Isso já parecia estar acontecendo mesmo antes do filme de Anderson. "A Promise", adaptação de "Jornada ao Passado" dirigida por Patrice Leconte, foi lançado no ano passado, e outro diretor francês, Bernard Attal, realizou "A Coleção Invisível", no qual o conto homônimo de Zweig é adaptado para o Brasil moderno.
Na Europa continental, onde Zweig jamais desapareceu da forma que fez nos países anglófonos, há outros sinais de interesse renovado. "Les Derniers Jours de Stefan Zweig" (Os últimos dias de Stefan Zweig), de Laurent Seksik, um relato sobre os seis últimos meses de vida do escritor, foi lançado recentemente nos Estados Unidos pela Pushkin Press depois de se tornar sucesso de vendas na França, e "Ostend 1936: O Verão da Amizade", de Volker Weidermann, um estudo em alemão sobre a amizade entre Zweig e o colega escritor austríaco Joseph Roth, acaba de ser publicado e de receber críticas muito elogiosas.
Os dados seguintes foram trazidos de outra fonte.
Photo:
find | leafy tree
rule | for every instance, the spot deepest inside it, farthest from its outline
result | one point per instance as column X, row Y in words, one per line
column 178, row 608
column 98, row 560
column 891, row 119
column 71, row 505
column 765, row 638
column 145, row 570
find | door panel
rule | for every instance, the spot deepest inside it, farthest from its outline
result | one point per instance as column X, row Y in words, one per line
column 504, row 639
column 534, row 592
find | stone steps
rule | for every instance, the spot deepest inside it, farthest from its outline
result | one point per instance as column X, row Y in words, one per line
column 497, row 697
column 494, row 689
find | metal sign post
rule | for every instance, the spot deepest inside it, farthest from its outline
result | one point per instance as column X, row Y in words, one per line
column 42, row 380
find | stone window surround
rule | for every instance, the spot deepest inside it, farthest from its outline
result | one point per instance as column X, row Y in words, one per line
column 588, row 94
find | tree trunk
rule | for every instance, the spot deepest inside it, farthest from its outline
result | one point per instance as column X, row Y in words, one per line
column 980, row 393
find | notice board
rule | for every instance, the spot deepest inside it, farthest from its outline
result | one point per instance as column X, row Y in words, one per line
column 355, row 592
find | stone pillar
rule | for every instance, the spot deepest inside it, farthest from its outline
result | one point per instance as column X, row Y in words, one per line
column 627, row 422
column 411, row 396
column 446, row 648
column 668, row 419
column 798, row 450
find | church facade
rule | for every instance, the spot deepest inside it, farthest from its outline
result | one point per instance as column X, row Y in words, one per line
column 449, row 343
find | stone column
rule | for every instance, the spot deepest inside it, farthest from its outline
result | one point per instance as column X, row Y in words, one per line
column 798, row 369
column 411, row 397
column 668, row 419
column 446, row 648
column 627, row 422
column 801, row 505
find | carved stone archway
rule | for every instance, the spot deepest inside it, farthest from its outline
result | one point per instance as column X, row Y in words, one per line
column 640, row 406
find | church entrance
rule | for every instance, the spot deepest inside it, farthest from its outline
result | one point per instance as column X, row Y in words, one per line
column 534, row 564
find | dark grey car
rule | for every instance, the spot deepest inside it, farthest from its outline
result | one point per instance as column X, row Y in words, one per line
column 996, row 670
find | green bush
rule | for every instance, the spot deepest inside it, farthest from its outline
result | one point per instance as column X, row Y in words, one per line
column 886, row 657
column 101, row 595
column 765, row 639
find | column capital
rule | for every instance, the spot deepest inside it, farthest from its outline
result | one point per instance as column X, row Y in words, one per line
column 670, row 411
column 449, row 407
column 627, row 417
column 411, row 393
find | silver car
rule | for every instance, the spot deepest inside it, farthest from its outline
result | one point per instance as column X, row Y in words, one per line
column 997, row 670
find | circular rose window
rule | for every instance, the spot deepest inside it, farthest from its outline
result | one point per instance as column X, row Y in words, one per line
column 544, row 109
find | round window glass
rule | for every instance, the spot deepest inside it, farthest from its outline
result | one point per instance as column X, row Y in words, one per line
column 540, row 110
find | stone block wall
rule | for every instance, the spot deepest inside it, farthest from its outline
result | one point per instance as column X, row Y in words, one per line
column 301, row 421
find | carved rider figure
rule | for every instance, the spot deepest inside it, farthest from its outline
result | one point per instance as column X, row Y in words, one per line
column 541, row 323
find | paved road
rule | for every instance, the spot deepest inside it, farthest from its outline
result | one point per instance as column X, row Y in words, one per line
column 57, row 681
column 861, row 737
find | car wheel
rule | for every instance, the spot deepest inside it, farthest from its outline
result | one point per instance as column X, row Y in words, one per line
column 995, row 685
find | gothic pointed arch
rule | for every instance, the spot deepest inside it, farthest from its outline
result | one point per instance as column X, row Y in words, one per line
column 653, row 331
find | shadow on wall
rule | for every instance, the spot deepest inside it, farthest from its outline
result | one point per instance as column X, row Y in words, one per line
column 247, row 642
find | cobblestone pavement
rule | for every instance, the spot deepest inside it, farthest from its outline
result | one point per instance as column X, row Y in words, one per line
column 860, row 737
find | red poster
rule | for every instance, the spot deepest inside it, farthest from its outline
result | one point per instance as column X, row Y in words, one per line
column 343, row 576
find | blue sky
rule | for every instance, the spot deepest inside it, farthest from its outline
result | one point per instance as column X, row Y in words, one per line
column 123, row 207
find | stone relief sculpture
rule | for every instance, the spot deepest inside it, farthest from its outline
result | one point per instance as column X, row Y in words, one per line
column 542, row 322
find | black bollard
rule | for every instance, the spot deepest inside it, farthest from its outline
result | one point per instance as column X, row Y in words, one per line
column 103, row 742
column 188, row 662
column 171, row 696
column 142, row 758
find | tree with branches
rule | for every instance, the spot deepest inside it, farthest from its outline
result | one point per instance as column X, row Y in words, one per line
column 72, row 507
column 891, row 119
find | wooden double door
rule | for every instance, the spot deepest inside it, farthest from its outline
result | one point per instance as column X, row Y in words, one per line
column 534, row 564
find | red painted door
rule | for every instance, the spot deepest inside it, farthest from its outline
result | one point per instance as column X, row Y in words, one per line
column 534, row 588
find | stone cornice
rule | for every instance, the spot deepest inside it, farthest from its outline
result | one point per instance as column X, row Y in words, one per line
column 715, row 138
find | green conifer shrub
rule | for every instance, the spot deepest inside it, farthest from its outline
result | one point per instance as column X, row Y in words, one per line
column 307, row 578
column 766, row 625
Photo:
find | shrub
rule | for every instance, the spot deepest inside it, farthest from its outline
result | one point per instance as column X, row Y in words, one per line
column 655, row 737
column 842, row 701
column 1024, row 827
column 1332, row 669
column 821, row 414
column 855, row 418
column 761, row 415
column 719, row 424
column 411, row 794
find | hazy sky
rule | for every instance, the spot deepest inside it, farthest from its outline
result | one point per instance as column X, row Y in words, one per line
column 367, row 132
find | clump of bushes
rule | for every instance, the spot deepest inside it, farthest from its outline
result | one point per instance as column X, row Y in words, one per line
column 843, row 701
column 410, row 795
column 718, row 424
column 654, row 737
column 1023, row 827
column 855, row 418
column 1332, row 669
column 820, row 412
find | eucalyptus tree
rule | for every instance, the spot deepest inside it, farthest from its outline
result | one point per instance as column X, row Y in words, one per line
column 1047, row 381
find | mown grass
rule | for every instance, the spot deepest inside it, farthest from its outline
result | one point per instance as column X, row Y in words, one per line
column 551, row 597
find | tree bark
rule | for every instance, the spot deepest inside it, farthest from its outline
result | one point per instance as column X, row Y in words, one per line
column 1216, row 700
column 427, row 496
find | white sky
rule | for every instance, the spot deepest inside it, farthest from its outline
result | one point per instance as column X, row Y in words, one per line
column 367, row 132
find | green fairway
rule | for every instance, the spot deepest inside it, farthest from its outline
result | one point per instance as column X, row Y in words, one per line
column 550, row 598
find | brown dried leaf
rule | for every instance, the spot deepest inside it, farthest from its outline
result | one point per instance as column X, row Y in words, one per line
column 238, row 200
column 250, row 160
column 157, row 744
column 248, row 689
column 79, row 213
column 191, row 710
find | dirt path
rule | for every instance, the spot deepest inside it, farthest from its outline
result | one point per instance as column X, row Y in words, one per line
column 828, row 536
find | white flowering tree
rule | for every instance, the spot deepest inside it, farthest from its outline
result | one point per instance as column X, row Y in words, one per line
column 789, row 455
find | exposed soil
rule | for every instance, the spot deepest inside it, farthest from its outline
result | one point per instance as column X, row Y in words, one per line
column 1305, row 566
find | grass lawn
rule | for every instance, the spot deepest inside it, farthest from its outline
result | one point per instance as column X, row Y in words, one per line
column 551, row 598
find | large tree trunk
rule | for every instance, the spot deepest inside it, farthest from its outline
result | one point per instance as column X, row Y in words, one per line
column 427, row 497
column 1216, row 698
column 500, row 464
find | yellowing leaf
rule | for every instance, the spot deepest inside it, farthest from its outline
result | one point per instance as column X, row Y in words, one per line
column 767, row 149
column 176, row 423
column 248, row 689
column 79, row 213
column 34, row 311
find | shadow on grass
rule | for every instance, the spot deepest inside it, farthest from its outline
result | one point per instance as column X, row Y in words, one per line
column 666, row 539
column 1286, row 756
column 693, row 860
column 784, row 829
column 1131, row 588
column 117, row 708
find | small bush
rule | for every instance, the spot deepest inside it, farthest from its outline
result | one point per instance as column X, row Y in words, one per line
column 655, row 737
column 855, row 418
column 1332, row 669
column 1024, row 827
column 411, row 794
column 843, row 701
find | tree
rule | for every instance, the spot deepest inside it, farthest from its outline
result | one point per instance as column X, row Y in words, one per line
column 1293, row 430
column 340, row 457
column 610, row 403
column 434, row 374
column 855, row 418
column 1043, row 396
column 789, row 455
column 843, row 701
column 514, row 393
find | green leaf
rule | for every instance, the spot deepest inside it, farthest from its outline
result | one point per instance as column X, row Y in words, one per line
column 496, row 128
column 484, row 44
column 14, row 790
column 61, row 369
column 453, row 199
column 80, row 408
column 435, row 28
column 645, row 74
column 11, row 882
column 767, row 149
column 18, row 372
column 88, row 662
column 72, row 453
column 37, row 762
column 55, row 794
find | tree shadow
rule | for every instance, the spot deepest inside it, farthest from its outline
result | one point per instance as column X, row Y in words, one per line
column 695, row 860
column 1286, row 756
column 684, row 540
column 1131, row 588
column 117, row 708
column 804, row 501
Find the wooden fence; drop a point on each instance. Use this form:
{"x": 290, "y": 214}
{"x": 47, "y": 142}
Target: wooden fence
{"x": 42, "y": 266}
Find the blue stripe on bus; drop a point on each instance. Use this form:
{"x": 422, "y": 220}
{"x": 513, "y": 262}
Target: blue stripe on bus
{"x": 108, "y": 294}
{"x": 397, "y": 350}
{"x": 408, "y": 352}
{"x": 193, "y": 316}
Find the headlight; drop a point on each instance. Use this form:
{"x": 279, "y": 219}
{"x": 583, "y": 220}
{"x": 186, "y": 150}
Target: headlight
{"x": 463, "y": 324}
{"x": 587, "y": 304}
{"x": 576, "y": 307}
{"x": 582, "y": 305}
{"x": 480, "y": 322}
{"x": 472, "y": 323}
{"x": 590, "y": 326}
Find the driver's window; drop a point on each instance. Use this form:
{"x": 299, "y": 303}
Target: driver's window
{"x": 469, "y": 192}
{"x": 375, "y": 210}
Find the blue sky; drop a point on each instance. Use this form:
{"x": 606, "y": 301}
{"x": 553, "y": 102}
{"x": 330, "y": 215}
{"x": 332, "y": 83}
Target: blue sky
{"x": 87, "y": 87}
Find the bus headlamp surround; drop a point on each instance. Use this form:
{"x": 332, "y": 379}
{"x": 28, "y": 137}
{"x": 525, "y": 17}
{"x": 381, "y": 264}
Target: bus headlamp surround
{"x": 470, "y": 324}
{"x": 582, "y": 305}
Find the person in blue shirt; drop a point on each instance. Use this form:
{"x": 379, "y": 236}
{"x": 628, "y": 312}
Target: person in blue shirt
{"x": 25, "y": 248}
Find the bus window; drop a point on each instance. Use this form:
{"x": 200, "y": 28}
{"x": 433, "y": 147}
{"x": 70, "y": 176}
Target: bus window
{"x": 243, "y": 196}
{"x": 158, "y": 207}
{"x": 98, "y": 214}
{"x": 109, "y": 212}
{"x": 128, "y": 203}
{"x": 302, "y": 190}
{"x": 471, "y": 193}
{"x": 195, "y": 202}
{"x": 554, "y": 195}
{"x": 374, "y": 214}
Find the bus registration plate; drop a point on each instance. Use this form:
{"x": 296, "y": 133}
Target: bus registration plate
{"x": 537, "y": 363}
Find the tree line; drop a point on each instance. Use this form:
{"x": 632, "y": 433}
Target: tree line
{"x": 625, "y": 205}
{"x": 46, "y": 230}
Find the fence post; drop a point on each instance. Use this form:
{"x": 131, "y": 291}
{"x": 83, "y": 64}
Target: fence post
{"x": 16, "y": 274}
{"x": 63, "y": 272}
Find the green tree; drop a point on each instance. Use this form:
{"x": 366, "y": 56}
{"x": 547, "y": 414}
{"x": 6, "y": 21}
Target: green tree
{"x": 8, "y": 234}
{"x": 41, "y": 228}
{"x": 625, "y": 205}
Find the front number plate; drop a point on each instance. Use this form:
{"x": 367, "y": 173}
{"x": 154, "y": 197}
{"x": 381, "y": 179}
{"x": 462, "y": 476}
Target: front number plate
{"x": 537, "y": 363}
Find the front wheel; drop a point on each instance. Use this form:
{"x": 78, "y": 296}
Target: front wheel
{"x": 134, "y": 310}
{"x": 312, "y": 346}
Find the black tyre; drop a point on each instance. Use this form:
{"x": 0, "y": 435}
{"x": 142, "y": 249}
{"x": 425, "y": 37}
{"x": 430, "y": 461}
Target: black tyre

O entusiasmo por Zweig de forma alguma é universal, como se pode depreender de um notório artigo do "London Review of Books" em 2010 no qual o poeta, crítico e tradutor Michael Hofmann descrevia o trabalho do austríaco como "pútrido" e o descartou como "a Pepsi-Cola dos escritores da Áustria". Mas até mesmo o surto de Hofmann serviu para conferir mais visibilidade a Zweig.
O escritor também pode estar sendo beneficiado pelas novas e cintilantes traduções de Anthea Bell, que antes era conhecida por traduções dos quadrinhos de Asterix e de fábulas de Hans Christian Andersen; seu trabalho foi elogiado por conferir a Zweig um tom mais seco e mais contemporâneo.
O escritor brasileiro Alberto Dines, que conheceu Zweig quando era menino e é autor de "Morte no Paraíso: a Tragédia de Stefan Zweig", uma biografia do austríaco, aponta que essa não é a primeira retomada do prestígio de Zweig. Também surgiu uma pontinha de interesse por seu trabalho depois da Segunda Guerra Mundial, com a publicação póstuma de obras tardias de Zweig, e de novo por volta de 1981, o centenário de seu nascimento.
A diferença desta vez, argumenta Dines, é que a atual rodada do que ele chama de zweigmania acarreta o risco de "criar uma mitologia que sutilmente o transforme em personagem de uma de suas histórias", confundindo ficção e realidade.
Talvez, prossegue Dines, o melhor seja pensar em Zweig como um apóstolo do "pacifismo, tolerância e companheirismo", que terminou derrotado pela ascensão do obscurantismo. "Toda geração tem o seu Zweig", ele disse, "e este é o da nossa, fruto de uma nostalgia e anseios imprecisos".